Since this is Halloween weekend in the United States, I thought I'd offer up a PowerShell solution to a scary task - finding zombie files. Ok, maybe these aren't really living dead files, but rather files with a 0-byte length. It is certainly possible that you may intentionally want a 0 length file. But perhaps they are artifacts or accidents that you'd like to clean up. Here's one approach you might take.
ManageEngine ADManager Plus - Download Free Trial
Exclusive offer on ADManager Plus for US and UK regions. Claim now!
Before we dig into this, let me emphasize something. Many of my posts are intended to be educational in nature. I often take a scenario, like finding 0-byte files, as a starting point to teach concepts and techniques. There are almost always multiple ways to achieve a task. My code is never intended to be run in production as-is. Rather, you should take away how I am doing something and why. The concepts and techniques are more important than solving the ostensible goal.
Using CIM
For this task, I thought I'd turn to using Get-CimInstance. You may not be aware of it, but there is a WMI class that you can query to find files on a computer called CIM_Datafile. In most situations, and to be honest I'm not sure of one where this wouldn't be the case, all files are registered in the CIM repository. Here's what one of these objects looks like:
Status : OK
Name : c:\work\samples\w.txt
Caption : c:\work\samples\w.txt
Description : c:\work\samples\w.txt
InstallDate : 10/9/2020 3:35:49 PM
AccessMask : 18809343
Archive : True
Compressed : False
CompressionMethod :
CreationClassName : CIM_LogicalFile
CreationDate : 10/9/2020 3:35:49 PM
CSCreationClassName : Win32_ComputerSystem
CSName : PROSPERO
Drive : c:
EightDotThreeFileName : c:\work\samples\w.txt
Encrypted : False
EncryptionMethod :
Extension : txt
FileName : w
FileSize : 0
FileType : Text Document
FSCreationClassName : Win32_FileSystem
FSName : NTFS
Hidden : False
InUseCount :
LastAccessed : 10/30/2020 11:49:34 AM
LastModified : 10/9/2020 6:56:31 PM
Path : \work\samples\
Readable : True
System : False
Writeable : True
Manufacturer :
Version :
PSComputerName :
Let's say I want to find all files in C:\work\samples that has a file size of 0. I can write a WMI filter like this:
"Drive='c:' AND path = '\\work\\samples\\' AND filesize=0"

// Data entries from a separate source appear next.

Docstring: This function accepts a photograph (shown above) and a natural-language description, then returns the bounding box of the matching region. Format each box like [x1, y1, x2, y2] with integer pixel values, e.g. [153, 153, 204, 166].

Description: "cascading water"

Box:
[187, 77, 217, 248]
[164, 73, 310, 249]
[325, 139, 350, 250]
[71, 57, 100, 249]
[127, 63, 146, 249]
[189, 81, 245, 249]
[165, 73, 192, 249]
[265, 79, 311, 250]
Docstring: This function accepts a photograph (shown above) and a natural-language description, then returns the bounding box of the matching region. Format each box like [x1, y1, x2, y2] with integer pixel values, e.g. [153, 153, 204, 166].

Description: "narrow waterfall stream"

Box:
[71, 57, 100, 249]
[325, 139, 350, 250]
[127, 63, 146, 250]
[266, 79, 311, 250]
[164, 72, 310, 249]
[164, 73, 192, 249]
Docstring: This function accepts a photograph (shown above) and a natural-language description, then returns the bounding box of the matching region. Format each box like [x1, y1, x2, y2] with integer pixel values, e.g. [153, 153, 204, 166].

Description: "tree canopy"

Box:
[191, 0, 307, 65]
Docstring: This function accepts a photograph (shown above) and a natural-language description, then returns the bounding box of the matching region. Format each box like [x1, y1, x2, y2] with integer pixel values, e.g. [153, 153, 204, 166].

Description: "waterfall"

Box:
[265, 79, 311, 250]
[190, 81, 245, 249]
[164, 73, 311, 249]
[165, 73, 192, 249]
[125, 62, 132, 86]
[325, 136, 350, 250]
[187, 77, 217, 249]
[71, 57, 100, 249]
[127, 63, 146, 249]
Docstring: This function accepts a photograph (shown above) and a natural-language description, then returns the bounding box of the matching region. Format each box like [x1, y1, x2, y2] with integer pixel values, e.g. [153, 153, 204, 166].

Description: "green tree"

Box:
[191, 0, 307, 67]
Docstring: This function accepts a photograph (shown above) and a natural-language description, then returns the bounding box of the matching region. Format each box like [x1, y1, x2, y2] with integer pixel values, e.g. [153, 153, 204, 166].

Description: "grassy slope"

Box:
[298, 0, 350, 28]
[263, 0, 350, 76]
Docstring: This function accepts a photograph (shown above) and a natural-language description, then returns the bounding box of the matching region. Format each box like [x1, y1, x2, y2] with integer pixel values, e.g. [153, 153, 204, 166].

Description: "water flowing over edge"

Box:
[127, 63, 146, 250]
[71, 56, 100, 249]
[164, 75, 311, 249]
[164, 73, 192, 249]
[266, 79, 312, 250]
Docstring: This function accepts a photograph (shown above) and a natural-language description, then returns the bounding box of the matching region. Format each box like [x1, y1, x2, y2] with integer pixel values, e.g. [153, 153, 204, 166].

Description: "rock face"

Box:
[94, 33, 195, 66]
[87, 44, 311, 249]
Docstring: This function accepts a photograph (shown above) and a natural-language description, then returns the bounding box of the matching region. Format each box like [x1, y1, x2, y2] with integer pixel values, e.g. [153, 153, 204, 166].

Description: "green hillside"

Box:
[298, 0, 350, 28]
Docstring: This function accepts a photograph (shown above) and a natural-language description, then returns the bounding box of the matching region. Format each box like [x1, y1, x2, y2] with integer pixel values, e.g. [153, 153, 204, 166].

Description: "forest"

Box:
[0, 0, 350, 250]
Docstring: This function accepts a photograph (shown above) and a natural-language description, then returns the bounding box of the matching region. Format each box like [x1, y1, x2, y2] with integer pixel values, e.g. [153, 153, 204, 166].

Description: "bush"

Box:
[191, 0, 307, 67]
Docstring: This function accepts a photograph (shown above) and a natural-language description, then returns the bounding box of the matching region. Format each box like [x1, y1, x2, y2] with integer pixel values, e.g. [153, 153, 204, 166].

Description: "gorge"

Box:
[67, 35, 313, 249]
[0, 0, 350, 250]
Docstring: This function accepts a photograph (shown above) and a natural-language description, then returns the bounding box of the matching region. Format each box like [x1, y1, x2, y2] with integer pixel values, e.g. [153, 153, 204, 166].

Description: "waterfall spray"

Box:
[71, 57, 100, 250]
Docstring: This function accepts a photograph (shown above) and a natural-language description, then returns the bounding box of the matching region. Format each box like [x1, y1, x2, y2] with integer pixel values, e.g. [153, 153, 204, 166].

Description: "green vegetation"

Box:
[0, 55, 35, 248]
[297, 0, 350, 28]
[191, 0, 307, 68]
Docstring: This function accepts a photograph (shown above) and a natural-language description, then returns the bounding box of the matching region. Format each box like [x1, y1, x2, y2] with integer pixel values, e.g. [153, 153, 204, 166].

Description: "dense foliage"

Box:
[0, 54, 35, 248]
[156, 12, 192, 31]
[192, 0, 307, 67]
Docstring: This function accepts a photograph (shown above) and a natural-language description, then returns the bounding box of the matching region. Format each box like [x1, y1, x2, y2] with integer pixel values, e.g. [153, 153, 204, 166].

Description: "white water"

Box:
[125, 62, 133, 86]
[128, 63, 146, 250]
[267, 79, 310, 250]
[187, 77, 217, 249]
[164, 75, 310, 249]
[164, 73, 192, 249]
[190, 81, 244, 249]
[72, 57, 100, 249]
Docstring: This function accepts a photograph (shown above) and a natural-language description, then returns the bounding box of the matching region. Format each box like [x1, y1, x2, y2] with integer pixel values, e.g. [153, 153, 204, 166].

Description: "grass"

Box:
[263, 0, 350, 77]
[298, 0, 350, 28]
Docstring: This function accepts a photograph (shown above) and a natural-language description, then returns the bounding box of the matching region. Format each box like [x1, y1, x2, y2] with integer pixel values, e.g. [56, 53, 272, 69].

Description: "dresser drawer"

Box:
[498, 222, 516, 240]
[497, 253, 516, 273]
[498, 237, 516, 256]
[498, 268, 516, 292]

When creating WMI/CIM queries, you need to escape back slashes thus the path value \work\samples\ becomes \\work\\samples\\. Also remember that the operators in a WMI/CIM query are the legacy, not PowerShell, operators.
In PowerShell, we stress the importance of filtering early. If a command offers a way to filter, then use it. Early filtering is almost always better than getting everything and then piping to Where-Object. This is not to imply that using Where -Object is a bad thing. Sometimes you have no choice, or intentionally need to pipe to Where-Object. Just be sure you know why you are using Where-Object.
Here's my simple test.
I know that my basic query works and I get the result I expect. Now, I want to take a step back and file all 0-length files in C:\Work.

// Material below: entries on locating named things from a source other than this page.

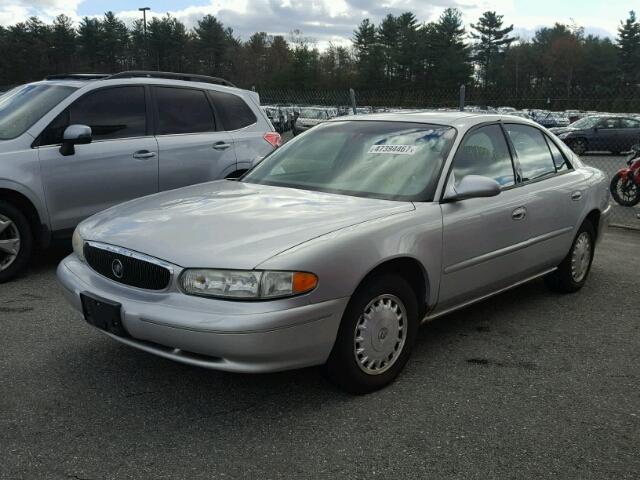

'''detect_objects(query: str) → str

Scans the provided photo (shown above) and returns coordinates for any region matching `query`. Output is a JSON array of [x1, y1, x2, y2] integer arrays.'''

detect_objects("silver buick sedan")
[[58, 112, 610, 393]]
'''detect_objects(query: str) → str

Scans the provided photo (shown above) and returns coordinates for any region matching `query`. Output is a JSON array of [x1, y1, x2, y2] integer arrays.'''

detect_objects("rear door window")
[[209, 90, 257, 131], [154, 87, 215, 135], [452, 125, 515, 187], [504, 123, 556, 182]]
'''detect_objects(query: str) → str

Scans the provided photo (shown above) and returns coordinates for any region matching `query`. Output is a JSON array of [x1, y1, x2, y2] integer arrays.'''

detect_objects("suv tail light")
[[264, 132, 282, 148]]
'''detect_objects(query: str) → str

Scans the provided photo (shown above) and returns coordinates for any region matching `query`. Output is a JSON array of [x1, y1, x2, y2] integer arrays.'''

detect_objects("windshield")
[[571, 117, 600, 128], [300, 108, 327, 120], [242, 121, 455, 201], [0, 84, 76, 140]]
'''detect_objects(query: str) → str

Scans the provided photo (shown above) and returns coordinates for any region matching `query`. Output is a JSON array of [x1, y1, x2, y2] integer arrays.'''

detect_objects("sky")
[[0, 0, 640, 49]]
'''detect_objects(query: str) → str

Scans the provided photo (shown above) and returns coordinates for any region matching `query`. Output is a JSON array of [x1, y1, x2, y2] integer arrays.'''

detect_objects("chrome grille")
[[84, 242, 171, 290]]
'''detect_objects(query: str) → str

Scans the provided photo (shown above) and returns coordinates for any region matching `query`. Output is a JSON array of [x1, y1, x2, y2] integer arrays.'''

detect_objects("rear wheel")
[[0, 201, 33, 283], [609, 173, 640, 207], [326, 274, 418, 394], [545, 220, 596, 293]]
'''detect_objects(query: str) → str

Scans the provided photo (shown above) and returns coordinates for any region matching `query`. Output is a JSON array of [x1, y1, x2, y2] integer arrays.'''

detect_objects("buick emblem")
[[111, 258, 124, 278]]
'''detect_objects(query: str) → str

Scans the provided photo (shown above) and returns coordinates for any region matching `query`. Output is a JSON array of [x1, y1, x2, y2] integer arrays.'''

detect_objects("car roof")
[[30, 77, 253, 95], [331, 111, 539, 129]]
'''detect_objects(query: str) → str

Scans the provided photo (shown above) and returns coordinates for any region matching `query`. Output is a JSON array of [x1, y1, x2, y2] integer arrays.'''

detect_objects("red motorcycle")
[[610, 144, 640, 207]]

Get-CimInstance -ClassName CIM_Datafile -Filter "Drive='c:' AND path = '\\work\\' AND filesize=0" | Select-Object Name,FileSize
Hmmm. This query found the file in the root of C:\Work, but it didn't find the other files. The more specific you can make your WMI queries, typically the faster they run. However, in this case, I need to extend the query a bit by using a wildcard. I want to find files where the path starts with \\work.
Get-CimInstance -ClassName CIM_Datafile -Filter "Drive='c:' AND path LIKE '\\work\\%' AND filesize=0" | Select-Object Name,FileSize
In a WMI/Cim query, use % as the wildcard character in place of the traditional *. Also note that I changed the operator to LIKE. The operators are not case-sensitive. I used upper-case so that they would stand out. One significant drawback to this approach is that it is much slower than using "equal to" comparisons. But it should eventually work.
Caveats and Tips
When using WMI/CIM queries there are a few things to keep in mind. First, there's no guarantee that every single object (in this case file) has been registered with the CIM repository. It is theoretically possible that your query will miss files. In this specific use-case, you can always enumerate folders with Get-ChildItem.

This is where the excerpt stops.